Et puis cela voulait dire la précarité la plus absolue: une salariée pouvait ainsi se voir proposer des dizaines de contrats de travail à durée déterminée, tous illégaux, allant de un jour à dix semaines pour une ou deux heures par jour, ou alors pour une heure par semaine! Mais aussi des contrats à durée indéterminée de une heure par semaine, ou encore huit heures dans l'année... Sans compter qu'à tout moment, sur simple décision du chef de rayon ou du directeur du magasin, du jour au lendemain, le salarié pouvait se voir interdire de mettre les pieds dans le magasin.

À Carrefour Claira, près de Perpignan, une salariée a vécu pendant dix-huit ans cet enfer. Elle n'était pas la seule, des dizaines d'autres salariés au niveau du magasin, des milliers au niveau de Carrefour France subissaient la même galère.

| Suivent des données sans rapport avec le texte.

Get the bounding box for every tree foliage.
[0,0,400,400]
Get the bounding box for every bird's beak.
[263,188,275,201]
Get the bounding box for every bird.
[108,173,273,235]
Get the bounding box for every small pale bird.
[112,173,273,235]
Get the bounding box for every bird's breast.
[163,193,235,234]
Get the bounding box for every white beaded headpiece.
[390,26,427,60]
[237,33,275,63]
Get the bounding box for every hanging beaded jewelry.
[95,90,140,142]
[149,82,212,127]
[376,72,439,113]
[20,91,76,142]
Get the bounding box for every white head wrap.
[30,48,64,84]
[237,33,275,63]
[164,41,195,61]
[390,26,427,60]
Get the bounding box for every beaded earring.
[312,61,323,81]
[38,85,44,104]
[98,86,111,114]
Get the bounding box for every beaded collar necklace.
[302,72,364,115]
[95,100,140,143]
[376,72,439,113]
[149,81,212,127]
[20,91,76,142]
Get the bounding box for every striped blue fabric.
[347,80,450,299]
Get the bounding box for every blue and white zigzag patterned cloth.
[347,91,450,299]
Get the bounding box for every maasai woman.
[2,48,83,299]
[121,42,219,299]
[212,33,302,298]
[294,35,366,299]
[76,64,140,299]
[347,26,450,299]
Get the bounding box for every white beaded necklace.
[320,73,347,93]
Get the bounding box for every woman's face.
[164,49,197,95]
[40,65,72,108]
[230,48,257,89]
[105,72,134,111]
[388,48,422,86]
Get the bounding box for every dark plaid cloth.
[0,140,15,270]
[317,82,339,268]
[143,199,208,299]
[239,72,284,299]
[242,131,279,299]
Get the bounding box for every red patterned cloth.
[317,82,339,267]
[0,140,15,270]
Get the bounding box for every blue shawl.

En 2000, la CGT de Carrefour Claira a entrepris les démarches nécessaires auprès de l'Inspection du travail pour faire cesser de telles pratiques. Ces démarches débouchent aujourd'hui, plus de cinq ans après, sur la citation à comparaître devant un tribunal correctionnel pour les responsables de ces pratiques illégales au niveau de Carrefour.

Le procès était limité au seul magasin de Carrefour Claira, alors que ces pratiques existent au niveau de tous les magasins Carrefour, mais aussi dans les autres enseignes de la grande distribution. Il pourra peut-être permettre aux victimes qui se sont portées partie civile d'obtenir réparation, même partielle, du préjudice subi. Il a de toute façon mis en lumière l'exploitation et la précarité que le grand patronat, dans des sociétés d'envergure internationale comme Carrefour, impose au monde du travail, pour accroître encore des profits considérables qui iront dans les poches d'une poignée d'actionnaires.

La CGT avait appelé à un rassemblement devant le tribunal de Perpignan le jour du procès. Une centaine de syndicalistes de Perpignan, de Carrefour Claira mais aussi de Marseille étaient présents. Tous étaient convaincus que, indépendamment du résultat du procès, c'est par la lutte et la mobilisation des travailleurs que l'on pourra faire reculer réellement la précarité.